Let $\{X_i\}$ be a sequence of strongly mixing random variables, not necessarily (strict) stationary. Assume that $E\lvert X_i\rvert^4\leq C<\infty$ and that there is $0<a<1$ such that the mixing coefficient satisfies $\alpha(m)<Ca^{m}$. Here $C>0$ is a generic constant. Is there any chance (maybe, adding some assumptions) that $$\sum_{i,i',j,j'=1}^{T} E(X_i X_{i'} X_{j} X_{j'})\leq CT^2 v_T$$ for some $C>0$ constant and $v_T$ some slowly positive sequence converging to infinity?
This is far from trivial question.

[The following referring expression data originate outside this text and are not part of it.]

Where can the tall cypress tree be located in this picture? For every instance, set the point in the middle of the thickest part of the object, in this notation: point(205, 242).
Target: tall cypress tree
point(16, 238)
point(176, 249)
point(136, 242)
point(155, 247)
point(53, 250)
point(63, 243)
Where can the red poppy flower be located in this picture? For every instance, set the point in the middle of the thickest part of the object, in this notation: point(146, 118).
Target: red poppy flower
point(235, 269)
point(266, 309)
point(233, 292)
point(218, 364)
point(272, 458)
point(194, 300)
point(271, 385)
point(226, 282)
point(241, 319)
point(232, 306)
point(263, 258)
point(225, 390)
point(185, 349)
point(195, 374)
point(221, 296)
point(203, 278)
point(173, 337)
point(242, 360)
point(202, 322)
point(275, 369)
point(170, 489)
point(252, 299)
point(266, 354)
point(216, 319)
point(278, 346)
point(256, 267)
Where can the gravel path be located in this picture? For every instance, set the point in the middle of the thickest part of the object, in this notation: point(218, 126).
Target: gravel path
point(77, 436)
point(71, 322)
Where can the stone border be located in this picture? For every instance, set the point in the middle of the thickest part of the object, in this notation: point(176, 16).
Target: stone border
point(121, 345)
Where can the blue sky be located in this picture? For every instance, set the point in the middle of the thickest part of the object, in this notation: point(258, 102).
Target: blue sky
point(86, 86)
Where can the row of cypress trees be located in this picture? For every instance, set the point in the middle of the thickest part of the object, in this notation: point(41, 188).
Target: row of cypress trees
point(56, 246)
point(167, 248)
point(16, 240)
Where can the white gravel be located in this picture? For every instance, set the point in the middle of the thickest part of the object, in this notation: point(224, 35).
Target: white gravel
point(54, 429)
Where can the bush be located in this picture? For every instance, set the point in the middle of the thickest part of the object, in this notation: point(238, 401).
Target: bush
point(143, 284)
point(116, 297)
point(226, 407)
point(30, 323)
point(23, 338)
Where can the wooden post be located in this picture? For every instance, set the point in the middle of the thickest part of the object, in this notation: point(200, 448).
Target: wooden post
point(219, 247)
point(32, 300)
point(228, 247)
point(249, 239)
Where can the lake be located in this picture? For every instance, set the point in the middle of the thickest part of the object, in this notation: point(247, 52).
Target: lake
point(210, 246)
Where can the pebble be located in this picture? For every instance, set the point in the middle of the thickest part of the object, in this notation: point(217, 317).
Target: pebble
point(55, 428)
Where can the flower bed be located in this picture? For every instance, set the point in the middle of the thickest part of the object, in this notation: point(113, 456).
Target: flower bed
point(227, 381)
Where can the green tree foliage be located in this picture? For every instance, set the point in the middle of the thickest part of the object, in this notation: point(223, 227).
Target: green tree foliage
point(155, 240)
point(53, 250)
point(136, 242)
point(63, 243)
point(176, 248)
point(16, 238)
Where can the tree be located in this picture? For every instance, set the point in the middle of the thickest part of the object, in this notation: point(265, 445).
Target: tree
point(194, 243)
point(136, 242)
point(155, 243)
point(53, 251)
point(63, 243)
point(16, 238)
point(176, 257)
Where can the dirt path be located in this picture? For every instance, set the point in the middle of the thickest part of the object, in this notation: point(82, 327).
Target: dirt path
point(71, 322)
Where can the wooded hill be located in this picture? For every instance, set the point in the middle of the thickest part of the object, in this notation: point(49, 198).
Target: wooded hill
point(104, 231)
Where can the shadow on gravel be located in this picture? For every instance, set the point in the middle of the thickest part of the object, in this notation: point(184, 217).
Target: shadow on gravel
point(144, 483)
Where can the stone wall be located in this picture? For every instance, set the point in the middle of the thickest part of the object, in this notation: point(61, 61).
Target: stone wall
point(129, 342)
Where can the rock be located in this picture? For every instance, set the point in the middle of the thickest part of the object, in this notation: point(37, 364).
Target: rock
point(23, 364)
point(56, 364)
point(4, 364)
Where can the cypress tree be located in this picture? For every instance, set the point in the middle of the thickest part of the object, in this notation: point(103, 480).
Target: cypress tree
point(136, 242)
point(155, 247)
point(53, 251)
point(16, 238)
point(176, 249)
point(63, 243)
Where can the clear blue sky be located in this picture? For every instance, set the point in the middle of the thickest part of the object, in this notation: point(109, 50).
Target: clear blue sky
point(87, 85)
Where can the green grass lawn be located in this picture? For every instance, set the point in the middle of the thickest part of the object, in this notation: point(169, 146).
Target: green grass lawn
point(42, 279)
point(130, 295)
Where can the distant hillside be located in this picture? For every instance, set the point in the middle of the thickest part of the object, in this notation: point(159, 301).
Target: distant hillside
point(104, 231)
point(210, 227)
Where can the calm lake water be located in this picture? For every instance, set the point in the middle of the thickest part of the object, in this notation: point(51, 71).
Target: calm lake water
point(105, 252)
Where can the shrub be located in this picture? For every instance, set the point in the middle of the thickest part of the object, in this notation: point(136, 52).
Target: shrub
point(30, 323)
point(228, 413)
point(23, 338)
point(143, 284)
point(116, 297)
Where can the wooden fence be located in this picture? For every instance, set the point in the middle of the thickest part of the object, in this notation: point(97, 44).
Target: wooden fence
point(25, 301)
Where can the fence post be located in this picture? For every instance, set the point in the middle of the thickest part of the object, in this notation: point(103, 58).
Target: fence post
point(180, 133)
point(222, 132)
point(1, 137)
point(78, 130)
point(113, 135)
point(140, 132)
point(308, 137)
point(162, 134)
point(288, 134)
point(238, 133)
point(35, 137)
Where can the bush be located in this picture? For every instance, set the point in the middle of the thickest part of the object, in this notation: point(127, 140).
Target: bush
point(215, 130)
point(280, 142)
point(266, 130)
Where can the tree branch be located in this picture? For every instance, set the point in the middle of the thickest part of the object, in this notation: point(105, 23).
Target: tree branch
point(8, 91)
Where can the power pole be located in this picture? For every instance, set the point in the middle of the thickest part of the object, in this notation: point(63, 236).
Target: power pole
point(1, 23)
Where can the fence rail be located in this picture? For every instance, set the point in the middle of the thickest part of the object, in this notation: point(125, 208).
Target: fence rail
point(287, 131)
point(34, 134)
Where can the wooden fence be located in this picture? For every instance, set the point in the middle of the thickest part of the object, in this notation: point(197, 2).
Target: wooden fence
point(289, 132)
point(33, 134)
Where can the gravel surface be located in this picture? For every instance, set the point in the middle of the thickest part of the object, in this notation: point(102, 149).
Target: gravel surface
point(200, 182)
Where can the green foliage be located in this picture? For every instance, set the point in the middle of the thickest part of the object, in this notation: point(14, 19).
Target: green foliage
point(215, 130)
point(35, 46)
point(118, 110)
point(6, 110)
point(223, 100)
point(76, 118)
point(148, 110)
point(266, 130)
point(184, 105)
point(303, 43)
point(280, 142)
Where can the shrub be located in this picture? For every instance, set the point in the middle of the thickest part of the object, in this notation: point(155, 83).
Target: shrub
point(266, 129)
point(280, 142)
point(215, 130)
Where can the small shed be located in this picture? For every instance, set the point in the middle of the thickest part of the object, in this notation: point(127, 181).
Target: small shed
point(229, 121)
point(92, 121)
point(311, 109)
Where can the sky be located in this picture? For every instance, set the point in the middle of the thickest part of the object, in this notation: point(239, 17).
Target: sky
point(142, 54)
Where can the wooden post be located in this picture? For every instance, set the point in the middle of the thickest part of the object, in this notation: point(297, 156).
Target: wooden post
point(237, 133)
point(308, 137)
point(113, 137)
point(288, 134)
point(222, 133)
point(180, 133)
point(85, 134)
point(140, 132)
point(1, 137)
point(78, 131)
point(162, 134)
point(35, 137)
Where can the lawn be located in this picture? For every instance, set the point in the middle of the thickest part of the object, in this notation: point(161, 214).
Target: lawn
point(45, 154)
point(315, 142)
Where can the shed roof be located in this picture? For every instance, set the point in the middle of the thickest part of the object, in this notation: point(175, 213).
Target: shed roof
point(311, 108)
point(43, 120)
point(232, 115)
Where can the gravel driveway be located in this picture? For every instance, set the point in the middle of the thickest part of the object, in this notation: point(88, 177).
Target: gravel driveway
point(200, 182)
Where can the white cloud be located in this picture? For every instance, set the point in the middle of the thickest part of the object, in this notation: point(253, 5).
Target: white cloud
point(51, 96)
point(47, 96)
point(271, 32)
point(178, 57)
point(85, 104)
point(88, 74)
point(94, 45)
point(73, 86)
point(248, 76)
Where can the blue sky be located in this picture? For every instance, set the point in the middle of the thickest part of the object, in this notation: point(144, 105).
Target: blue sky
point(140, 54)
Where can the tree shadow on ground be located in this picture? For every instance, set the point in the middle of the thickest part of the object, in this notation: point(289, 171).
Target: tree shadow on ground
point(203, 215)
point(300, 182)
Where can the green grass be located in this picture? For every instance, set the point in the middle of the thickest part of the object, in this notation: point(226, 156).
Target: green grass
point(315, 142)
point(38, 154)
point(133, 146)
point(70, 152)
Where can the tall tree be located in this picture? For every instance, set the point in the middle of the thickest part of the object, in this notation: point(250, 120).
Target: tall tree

If someone know about mixing random processes, could you give me feedbacks?
For a while, I could only obtain a bound of order $O(T^3 v_T)$. This question relates to this.
Theorem 2.1 in these notes by Emmanuel Rio states the following: for a centered sequence $(X_i)_{i\geqslant 1}$, the following inequality holds. $$ \mathbb E\left[\left(\sum_{i=1}^nX_i\right)^4\right]\leqslant 3\left(\sum_{i,j=1}^n \lvert \mathbb E\left[X_iX_j\right]\rvert\right)^2 +48 \sum_{k=1}^n\int_{0}^1\min\{\alpha^{-1}(u),n\}^3Q_k(u)^4du, $$ where $$ Q_k(u)=\inf\{t>0\mid\mathbb P\{\lvert X_k\rvert>t\}\leqslant u\} $$ and $\alpha^{-1}(u)=\operatorname{Card}\{n,\alpha(n)\geqslant u\}$.
After having expanded $\left(\sum_{t=1}^TX_t\right)^4$ one finds exactly $\sum_{i,i',j,j'=1}^{T} E(X_i X_{i'} X_{j} X_{j'})$. The term $\lvert \mathbb E\left[X_iX_j\right]\rvert$ can be control a the covariance inequality and $\left(\sum_{i,j=1}^T \lvert \mathbb E\left[X_iX_j\right]\rvert\right)^2$ is of order $T^2$.
If we furthermore assume that $\sup_{k\geqslant 1}\int_0^1\alpha^{-1}(u)^2Q_k(u)^4du$ is finite, then $\sum_{i,i',j,j'=1}^{T} E(X_i X_{i'} X_{j} X_{j'})$ is of order $T^2$. When the mixing rates are bounded by $a^n$ for $0<a<1$, $\alpha^{-1}(u)$ behave like $-c\ln u$ but finiteness of $\sup_{k\geqslant 1}\int_0^1\alpha^{-1}(u)^2Q_k(u)^4du$ is more restrictive than uniform boundedness of the moments of order $4$.